Maribel Piñero. "Padre e hijo"
El sol se había puesto
tras las montañas hacía tiempo. El bochorno era sofocante. Sudaba. En La
camisa, a la altura del esternón, una mancha húmeda comenzaba a hacerse
visible. Notaba las gotas correr por su espalda. La frente humedecida,
brillante. Una frente llena de arrugas, del tiempo y sus avatares. Una frente
que se había ido agrandando en la búsqueda del tiempo. De vez en cuando ella
dejaba de empujar la silla y se la limpiaba con un pañuelo de algodón y lino en
tonos granate. Caminaban despacio. El mismo camino de todas las tardes de un
verano sórdido y aplastante. Nunca hablaban. Ninguno podía. Ninguno pensaba. Ninguno
quería. Las miradas en el horizonte. Perdidas en un vacío lleno de nada.
Un reflejo dorado
en la izquierda le hizo volver la cabeza. Los colores siempre le provocaban un
momento de éxtasis. La elegancia de la perfecta combinación. Y las formas. El
regalo de lo inesperado. Tantas conversaciones en la cama, de pequeña, con él,
en las siestas de aquellos veranos que olían a higuera y geranios, y en las
noches que olían a calor, abrazada a él. Su pequeño cuerpo unido al de él, tratando
de sentir lo que él había vivido, sentido. Se recordaba tan pequeña y a él tan
grande, tan fuerte. Tan emocionada en sus palabras. Tantas preguntas. El deseo
de escucharle, de saberle. La mirada ardiente. La sonrisa abierta. La búsqueda
de la belleza en las formas, en los colores, en los olores, arriba.
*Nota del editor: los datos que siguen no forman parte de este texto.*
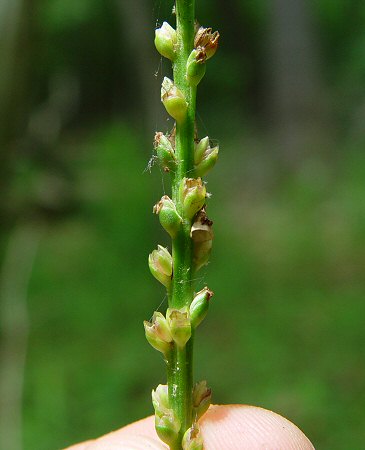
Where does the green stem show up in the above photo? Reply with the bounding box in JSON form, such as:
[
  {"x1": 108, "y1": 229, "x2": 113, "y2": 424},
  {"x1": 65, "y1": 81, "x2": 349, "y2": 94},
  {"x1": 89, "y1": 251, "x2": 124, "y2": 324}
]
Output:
[{"x1": 167, "y1": 0, "x2": 196, "y2": 450}]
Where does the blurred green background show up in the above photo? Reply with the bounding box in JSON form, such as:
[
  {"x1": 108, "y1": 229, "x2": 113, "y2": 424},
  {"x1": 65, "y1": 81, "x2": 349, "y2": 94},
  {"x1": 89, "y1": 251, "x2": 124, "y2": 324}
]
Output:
[{"x1": 0, "y1": 0, "x2": 365, "y2": 450}]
Tenía seis
años.
Un maniquí gris,
esbelto, con pechos pero sin sexo, ocupaba el centro de un escaparate vacío,
enorme, que llenaba con su presencia sola. Tenía un pañuelo dorado en el
cuello, colgando disimétricamente entre los pechos, hasta el ombligo, y una
pulsera de bolas verdes, no muy grandes, en la muñeca izquierda.
Él también lo miró
un instante. Observó su rostro tullido, en el cristal, donde un reguero
de baba, blanquecino, que colgaba desde la comisura de los labios, se le había secado. En el lado en que
la cabeza se vencía ligeramente. Y una línea, frontera definitiva entre esta
vida muerta y el más allá, que no era sino lo que fueron sus labios, un día
carne, una vez boca. Después la giró en busca de ese punto inerte más allá de
todo. Algo parecido a una lágrima pugnó por salir del amarillo céreo en que se
habían convertido sus ojos. Casi apagados. Ciegos a todo.
Sintió ella, ese
momento sentido por él. Se acuclilló delante. Las miradas se unieron como hacía
tanto. Se entraron dentro. Se sabían desde siempre. Ella lloró en silencio. Se
levantó y siguió empujando la silla de ruedas. El bochorno era inhumano. Aquel
verano parecía pedir un fin del mundo adelantado. Un final de los tiempos
suplicado.
Lo desnudó y lo
dejó sentado en aquel remedo de trono impuesto. Se quitó también ella la ropa, despacio, mientras la
bañera se llenaba de agua caliente. La espuma surgía al chocar con estrépito el
chorro de agua contra las escamas que había esparcido en la que ya había, elevando un aroma a
mirra. Cogió el liviano cuerpo, aún pesado y, con esfuerzo, se introdujeron en
la bañera. Cerró el grifo. El vapor parecía niebla creando espectros. Se sentó,
apoyándose y estirando las piernas. La espalda de él contra su pecho. Puso su
cabeza, con sumo cuidado, casi en su cuello, aún vencida hacia la izquierda,
inaguantada. Le rodeó el cuerpo con sus brazos. ¿Te acuerdas papá?, le dijo.
Como cuando era pequeña. Le miró con ternura. Las lágrimas comenzaron a
resbalarle por la cara. Volveremos a entonces, le susurró al oído. Cuéntame cosas de
la montaña, le dijo. Le apretó con más fuerza, con ternura infinita.
El agua iba
adquiriendo un tono rojo más intenso, algodonoso.